Deshalb empfinde sie aber die Begleitung durchaus als gut und ein Fehlen zwischenmenschlichen Kontakts nicht als so schwerwiegend, wie Armin Schulz. Der Körperkontakt beschränke sich ihm zufolge auf unerlässliche Tätigkeiten, wie etwa den Toilettengang. Besonders schwer sei der Mangel an Körperkontakt aber gerade für Menschen mit Demenz, die auf physische Kommunikation angewiesen sind. „Berührungen spenden Trost, schaffen Vertrauen und bieten Orientierung und Sicherheit“, sagt Schulz.

Auch fehle vielen das Singen. „Dabei ist es ein wichtiges Element in der Erinnerungsarbeit.“ Wer singe, fühle sich wohl in dem Moment, geborgen, etwa im Lied aus der Kindheit. Das Fehlen solcher „Glücksmomente“ und das Vorgenannte verstärke und beschleunige den körperlichen und geistigen Abbau der Pflegebedürftigen, wertet Schulz. Auch dürften sich die Senioren nicht gegenseitig unterstützen, einander das Essen reichen, wie zuvor.

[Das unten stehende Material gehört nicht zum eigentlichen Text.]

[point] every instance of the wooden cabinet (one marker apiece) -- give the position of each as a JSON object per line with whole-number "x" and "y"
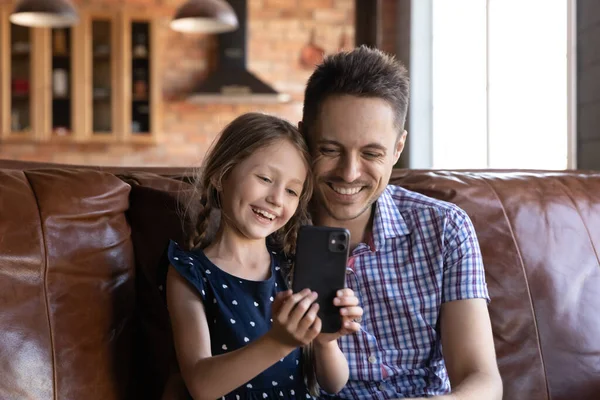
{"x": 97, "y": 81}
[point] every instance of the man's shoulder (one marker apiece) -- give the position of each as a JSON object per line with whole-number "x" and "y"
{"x": 408, "y": 201}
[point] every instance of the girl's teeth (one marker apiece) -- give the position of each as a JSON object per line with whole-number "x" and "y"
{"x": 264, "y": 214}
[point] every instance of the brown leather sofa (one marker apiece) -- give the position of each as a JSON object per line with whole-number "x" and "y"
{"x": 82, "y": 264}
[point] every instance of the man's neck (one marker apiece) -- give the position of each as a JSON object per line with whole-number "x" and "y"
{"x": 360, "y": 227}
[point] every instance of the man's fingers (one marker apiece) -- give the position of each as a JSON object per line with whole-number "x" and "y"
{"x": 352, "y": 312}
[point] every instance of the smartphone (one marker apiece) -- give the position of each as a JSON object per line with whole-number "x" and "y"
{"x": 320, "y": 265}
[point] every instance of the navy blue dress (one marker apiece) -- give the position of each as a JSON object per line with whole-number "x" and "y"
{"x": 238, "y": 311}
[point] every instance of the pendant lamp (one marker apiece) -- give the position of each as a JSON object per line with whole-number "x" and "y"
{"x": 44, "y": 13}
{"x": 205, "y": 16}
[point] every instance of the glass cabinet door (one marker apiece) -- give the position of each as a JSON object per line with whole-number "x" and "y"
{"x": 140, "y": 78}
{"x": 102, "y": 76}
{"x": 61, "y": 50}
{"x": 21, "y": 89}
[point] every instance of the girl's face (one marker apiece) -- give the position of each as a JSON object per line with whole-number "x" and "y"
{"x": 261, "y": 194}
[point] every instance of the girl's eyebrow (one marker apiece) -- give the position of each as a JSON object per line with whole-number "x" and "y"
{"x": 279, "y": 172}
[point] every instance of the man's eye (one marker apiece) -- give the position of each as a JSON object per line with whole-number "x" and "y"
{"x": 372, "y": 155}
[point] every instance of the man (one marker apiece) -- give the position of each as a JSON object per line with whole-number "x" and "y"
{"x": 415, "y": 261}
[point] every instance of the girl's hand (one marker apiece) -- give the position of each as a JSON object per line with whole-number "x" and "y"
{"x": 295, "y": 321}
{"x": 350, "y": 312}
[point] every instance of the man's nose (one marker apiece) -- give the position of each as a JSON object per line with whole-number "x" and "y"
{"x": 350, "y": 169}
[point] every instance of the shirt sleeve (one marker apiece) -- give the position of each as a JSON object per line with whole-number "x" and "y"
{"x": 464, "y": 275}
{"x": 187, "y": 267}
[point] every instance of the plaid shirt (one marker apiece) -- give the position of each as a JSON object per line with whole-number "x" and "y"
{"x": 423, "y": 252}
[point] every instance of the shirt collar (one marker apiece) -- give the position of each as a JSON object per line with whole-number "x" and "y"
{"x": 388, "y": 223}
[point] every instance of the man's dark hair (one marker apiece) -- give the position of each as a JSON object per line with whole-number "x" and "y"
{"x": 362, "y": 72}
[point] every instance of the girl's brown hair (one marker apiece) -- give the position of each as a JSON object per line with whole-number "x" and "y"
{"x": 241, "y": 138}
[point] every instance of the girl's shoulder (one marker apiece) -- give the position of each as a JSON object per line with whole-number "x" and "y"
{"x": 192, "y": 265}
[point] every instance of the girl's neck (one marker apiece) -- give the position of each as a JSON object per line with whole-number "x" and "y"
{"x": 238, "y": 255}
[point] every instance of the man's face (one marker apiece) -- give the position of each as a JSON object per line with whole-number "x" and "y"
{"x": 355, "y": 144}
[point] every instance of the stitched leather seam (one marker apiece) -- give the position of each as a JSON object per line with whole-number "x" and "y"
{"x": 535, "y": 325}
{"x": 51, "y": 333}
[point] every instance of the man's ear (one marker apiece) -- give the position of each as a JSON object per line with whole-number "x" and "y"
{"x": 400, "y": 146}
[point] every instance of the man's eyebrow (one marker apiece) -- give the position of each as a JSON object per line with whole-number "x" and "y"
{"x": 329, "y": 141}
{"x": 376, "y": 146}
{"x": 373, "y": 146}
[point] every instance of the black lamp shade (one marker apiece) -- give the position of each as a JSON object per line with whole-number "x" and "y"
{"x": 205, "y": 16}
{"x": 45, "y": 13}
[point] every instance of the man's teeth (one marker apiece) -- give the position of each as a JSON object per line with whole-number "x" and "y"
{"x": 264, "y": 213}
{"x": 347, "y": 191}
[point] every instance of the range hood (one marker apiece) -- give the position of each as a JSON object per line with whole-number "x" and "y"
{"x": 232, "y": 82}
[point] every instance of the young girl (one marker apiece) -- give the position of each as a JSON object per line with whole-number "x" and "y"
{"x": 238, "y": 331}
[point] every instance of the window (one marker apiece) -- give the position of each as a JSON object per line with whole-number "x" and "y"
{"x": 501, "y": 82}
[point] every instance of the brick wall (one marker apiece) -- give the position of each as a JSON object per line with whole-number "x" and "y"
{"x": 277, "y": 29}
{"x": 588, "y": 84}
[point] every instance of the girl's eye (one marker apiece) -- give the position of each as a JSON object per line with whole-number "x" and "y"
{"x": 326, "y": 150}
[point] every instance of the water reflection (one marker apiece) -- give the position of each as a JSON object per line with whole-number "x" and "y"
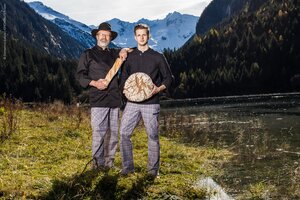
{"x": 264, "y": 135}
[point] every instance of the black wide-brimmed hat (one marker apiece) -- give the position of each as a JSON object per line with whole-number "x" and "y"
{"x": 104, "y": 27}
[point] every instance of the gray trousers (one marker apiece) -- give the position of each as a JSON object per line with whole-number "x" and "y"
{"x": 132, "y": 114}
{"x": 104, "y": 122}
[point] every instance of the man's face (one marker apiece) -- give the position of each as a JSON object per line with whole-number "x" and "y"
{"x": 103, "y": 38}
{"x": 141, "y": 37}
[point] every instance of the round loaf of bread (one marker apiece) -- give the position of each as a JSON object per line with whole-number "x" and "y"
{"x": 138, "y": 87}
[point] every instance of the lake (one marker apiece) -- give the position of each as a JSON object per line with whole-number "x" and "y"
{"x": 263, "y": 131}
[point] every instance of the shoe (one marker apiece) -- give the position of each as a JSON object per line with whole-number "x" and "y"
{"x": 152, "y": 175}
{"x": 123, "y": 173}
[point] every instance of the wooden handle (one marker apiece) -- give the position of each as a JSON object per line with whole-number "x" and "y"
{"x": 113, "y": 70}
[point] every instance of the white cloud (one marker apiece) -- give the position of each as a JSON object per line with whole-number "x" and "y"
{"x": 93, "y": 12}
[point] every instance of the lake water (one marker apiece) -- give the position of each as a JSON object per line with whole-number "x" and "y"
{"x": 263, "y": 131}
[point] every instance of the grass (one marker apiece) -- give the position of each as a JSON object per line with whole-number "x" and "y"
{"x": 47, "y": 155}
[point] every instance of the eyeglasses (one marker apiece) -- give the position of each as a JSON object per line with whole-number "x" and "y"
{"x": 104, "y": 35}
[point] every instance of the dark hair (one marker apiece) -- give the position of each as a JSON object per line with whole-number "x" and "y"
{"x": 142, "y": 26}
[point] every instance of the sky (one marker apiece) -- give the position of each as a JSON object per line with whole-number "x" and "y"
{"x": 93, "y": 12}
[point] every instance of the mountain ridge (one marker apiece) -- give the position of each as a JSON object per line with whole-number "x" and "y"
{"x": 171, "y": 32}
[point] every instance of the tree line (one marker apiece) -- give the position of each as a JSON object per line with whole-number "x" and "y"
{"x": 30, "y": 75}
{"x": 257, "y": 52}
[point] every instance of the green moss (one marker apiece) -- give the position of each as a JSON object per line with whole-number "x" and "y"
{"x": 47, "y": 160}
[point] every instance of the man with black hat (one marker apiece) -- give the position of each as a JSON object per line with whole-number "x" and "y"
{"x": 105, "y": 100}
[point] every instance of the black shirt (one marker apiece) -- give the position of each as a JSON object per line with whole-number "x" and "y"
{"x": 152, "y": 63}
{"x": 94, "y": 64}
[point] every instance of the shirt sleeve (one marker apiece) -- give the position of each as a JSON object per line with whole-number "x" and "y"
{"x": 83, "y": 70}
{"x": 124, "y": 75}
{"x": 165, "y": 72}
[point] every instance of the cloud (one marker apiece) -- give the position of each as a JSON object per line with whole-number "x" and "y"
{"x": 92, "y": 12}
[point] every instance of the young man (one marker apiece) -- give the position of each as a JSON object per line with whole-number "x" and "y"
{"x": 104, "y": 100}
{"x": 146, "y": 60}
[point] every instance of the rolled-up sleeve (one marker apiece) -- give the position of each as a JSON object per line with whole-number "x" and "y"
{"x": 165, "y": 72}
{"x": 83, "y": 70}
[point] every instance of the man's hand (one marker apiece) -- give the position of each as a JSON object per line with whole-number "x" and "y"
{"x": 123, "y": 54}
{"x": 99, "y": 84}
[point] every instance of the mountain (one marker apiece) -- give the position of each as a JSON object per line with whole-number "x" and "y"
{"x": 255, "y": 51}
{"x": 38, "y": 59}
{"x": 77, "y": 30}
{"x": 170, "y": 32}
{"x": 23, "y": 24}
{"x": 221, "y": 11}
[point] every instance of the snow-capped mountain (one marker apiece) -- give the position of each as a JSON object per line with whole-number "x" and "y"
{"x": 170, "y": 32}
{"x": 75, "y": 29}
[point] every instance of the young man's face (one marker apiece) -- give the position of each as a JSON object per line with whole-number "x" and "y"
{"x": 103, "y": 38}
{"x": 141, "y": 37}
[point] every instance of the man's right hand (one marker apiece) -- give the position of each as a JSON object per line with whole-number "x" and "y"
{"x": 99, "y": 84}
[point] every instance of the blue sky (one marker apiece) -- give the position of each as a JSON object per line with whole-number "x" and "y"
{"x": 93, "y": 12}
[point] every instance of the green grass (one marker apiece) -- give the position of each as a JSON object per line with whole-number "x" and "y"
{"x": 46, "y": 158}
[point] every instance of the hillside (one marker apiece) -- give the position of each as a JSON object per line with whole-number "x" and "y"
{"x": 23, "y": 24}
{"x": 256, "y": 52}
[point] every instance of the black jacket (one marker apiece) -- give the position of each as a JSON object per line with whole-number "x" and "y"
{"x": 152, "y": 63}
{"x": 94, "y": 64}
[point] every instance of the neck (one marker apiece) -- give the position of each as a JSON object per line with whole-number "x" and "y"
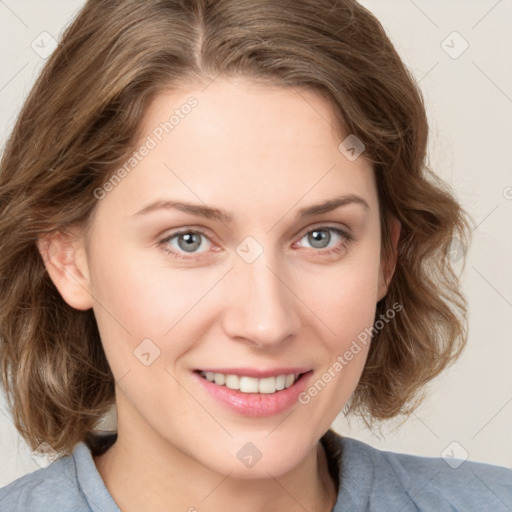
{"x": 162, "y": 478}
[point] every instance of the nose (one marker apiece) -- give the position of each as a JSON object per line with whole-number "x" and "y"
{"x": 263, "y": 308}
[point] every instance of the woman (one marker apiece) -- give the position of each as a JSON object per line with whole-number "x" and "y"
{"x": 217, "y": 215}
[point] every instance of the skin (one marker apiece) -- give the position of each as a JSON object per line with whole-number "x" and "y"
{"x": 262, "y": 153}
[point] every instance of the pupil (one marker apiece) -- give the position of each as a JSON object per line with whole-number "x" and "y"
{"x": 192, "y": 241}
{"x": 319, "y": 237}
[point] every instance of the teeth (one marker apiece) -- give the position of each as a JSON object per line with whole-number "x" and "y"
{"x": 246, "y": 384}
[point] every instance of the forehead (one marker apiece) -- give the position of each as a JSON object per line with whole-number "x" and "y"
{"x": 246, "y": 145}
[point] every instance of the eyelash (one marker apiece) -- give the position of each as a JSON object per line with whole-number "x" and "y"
{"x": 347, "y": 240}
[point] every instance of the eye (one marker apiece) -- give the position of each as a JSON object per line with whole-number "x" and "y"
{"x": 186, "y": 242}
{"x": 321, "y": 237}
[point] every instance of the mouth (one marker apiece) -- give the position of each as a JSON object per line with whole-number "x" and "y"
{"x": 248, "y": 384}
{"x": 254, "y": 393}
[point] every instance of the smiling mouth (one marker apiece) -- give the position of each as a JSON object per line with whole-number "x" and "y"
{"x": 245, "y": 384}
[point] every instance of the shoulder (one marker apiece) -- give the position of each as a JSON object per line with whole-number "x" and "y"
{"x": 52, "y": 488}
{"x": 420, "y": 483}
{"x": 70, "y": 483}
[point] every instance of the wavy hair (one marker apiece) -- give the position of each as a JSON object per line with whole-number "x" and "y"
{"x": 82, "y": 119}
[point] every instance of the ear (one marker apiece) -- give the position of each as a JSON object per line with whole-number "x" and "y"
{"x": 65, "y": 259}
{"x": 387, "y": 268}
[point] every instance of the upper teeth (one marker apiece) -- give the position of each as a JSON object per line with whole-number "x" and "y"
{"x": 250, "y": 384}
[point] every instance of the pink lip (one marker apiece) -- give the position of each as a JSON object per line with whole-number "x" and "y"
{"x": 256, "y": 404}
{"x": 257, "y": 374}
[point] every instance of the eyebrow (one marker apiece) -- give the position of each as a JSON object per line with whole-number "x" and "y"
{"x": 209, "y": 212}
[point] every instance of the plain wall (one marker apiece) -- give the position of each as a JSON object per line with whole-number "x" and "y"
{"x": 468, "y": 411}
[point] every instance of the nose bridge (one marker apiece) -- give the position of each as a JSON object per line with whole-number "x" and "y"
{"x": 262, "y": 309}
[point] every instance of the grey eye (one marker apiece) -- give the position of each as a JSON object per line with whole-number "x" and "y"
{"x": 189, "y": 241}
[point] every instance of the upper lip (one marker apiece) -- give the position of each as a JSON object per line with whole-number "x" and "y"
{"x": 257, "y": 373}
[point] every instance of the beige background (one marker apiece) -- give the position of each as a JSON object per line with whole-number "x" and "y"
{"x": 468, "y": 412}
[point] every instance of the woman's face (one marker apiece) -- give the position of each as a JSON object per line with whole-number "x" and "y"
{"x": 272, "y": 286}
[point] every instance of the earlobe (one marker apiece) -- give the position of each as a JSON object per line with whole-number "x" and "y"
{"x": 65, "y": 260}
{"x": 387, "y": 269}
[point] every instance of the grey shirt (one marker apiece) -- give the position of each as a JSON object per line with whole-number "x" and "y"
{"x": 370, "y": 480}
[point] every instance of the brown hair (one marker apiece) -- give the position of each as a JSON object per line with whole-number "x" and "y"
{"x": 82, "y": 119}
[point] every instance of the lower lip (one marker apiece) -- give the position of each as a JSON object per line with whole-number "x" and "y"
{"x": 256, "y": 404}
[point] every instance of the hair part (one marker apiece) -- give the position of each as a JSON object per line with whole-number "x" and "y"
{"x": 82, "y": 119}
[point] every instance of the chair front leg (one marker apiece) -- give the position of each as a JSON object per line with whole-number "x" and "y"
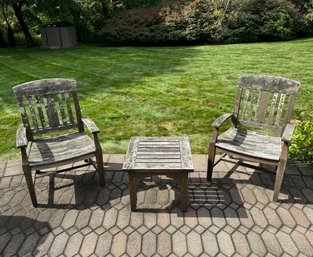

Das bestätigt Simone Schmidt, ebenfalls mit Bedauern.

Menschen mit Demenz wiederholt an die Hygieneregeln erinnern zu müssen, verursache bei den Senioren zudem häufig das Gefühl „wieder etwas falsch gemacht zu haben“, sagt er. Das sei konzeptwidrig, fördere Rückzug und Passivität, so Schulz. Ein Gast sei am Dienstag „zum ersten Mal nach dreiwöchiger Kurzzeitpflege wieder in der Tagespflege“ gewesen. Er habe gesagt, „es war wie in einer Goldgrube“ und auch für seine Tochter wichtig, mal zur Ruhe zu kommen.

Trotz ihrer Angst vor eventueller erneuter Schließung seien viele Gäste froh und dankbar für etwas Gemeinsamkeit in der Tagespflege, für die Lebensfreude. Gut für die Gäste sei laut Simone Schmidt auch, dass stets die gleiche Gruppenzusammensetzung in der Tagespflege beibehalten werden solle. Da seien auch schon Freundschaften entstanden.